Pour les sommes versées au contrat avant vos 70 ans, chacun de vos enfants (ou autre bénéficiaire) pourra se prévaloir d’un abattement de 152 500 euros sur la totalité des sommes qui lui seront transmises (primes versées + gains). Si ce seuil est franchi, l’excédent, dans la limite de 700 000 euros, sera taxé à 20 %, puis, au-delà de 852 500 euros, à 31,25 %. « Si vous avez des petits-enfants, pensez également à les insérer dans la clause pour éviter à leurs parents de payer d’éventuels droits de donation par la suite », précise Arlette Darmon.

Pour les primes versées au contrat après votre soixante-dixième anniversaire, l’abattement passe à 30 500 euros pour tous vos enfants et pour l’ensemble de vos contrats d’assurance-vie et non plus pour chacun de vos enfants (ou tout autre bénéficiaire). Cet abattement s’applique aux seules primes versées au contrat, ce qui signifie que les intérêts que ces sommes ont produits ne sont pas taxés. Au-delà de ce plafond de 30 500 euros, la taxation sur les primes versées au contrat après vos 70 ans a lieu en fonction de votre lien de parenté.

Sécurisez votre capital avec la garantie plancher

Rien de tel aujourd’hui que les supports en unités de compte pour valoriser au maximum l’épargne. Mais leur valeur peut baisser au fil des aléas boursiers. Pour contrer ce risque de perte en capital et garantir à tous les bénéficiaires le versement d’une somme égale au total des primes versées (déduction faite des éventuels retraits intervenus), il existe une solution : la garantie plancher. La plupart du temps sous forme d’option payante à souscrire uniquement lors de la souscription, cette garantie est limitée dans le temps (jusqu’à 75 ou 80 ans selon les assureurs) et en montant (100 000 euros, par exemple). Elle n’en est pas moins fortement conseillée.
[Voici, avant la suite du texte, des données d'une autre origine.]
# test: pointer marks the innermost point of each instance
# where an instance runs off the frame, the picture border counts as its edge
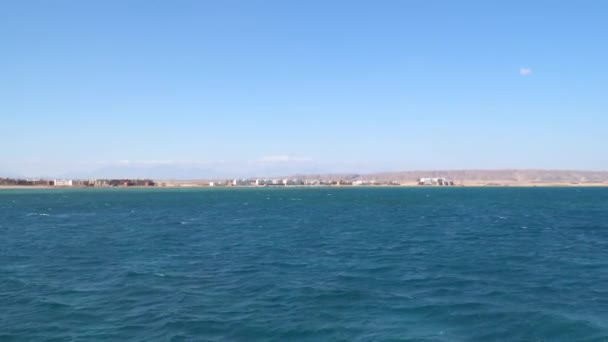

Peut-on gratifier des parents éloignés ou des tiers ?

Oui, et c’est même l’outil de transmission le plus intéressant à adopter. Une personne sans lien de parenté direct avec le défunt, désignée légataire dans un testament, devra payer un maximum de droits de succession (60 %), après un abattement modeste. Avec l’assurance-vie, elle pourra percevoir jusqu’à 152 500 euros sans aucuns droits à payer si le souscripteur a épargné sur son contrat avant ses 70 ans. S’il l’a fait après ses 70 ans, la taxation interviendra selon le barème des droits de succession usuels, après application de l’abattement de 30 500 euros (recalculé le cas échéant au prorata des autres bénéficiaires).

Faut-il informer les bénéficiaires de l’existence d’un contrat à leur profit ?

Oui, car cela leur permettra de percevoir les capitaux décès plus rapidement, sous réserve de réunir les justificatifs demandés par l’assureur (copie de l’acte de décès du souscripteur, de leur carte d’identité et/ou livret de famille...). Certaines situations particulières (majeurs sous tutelle...) peuvent toutefois conduire à ne pas informer directement les bénéficiaires. Dans ce cas, munis d’une copie de l’acte de décès du souscripteur du contrat, ils ont la possibilité de s’adresser gratuitement et en ligne à l’Agira (Agira.asso.fr), structure officielle qui sollicitera à leur place toutes les sociétés d’assurance exerçant en France et les informera de l’existence éventuelle de capitaux décès en leur faveur.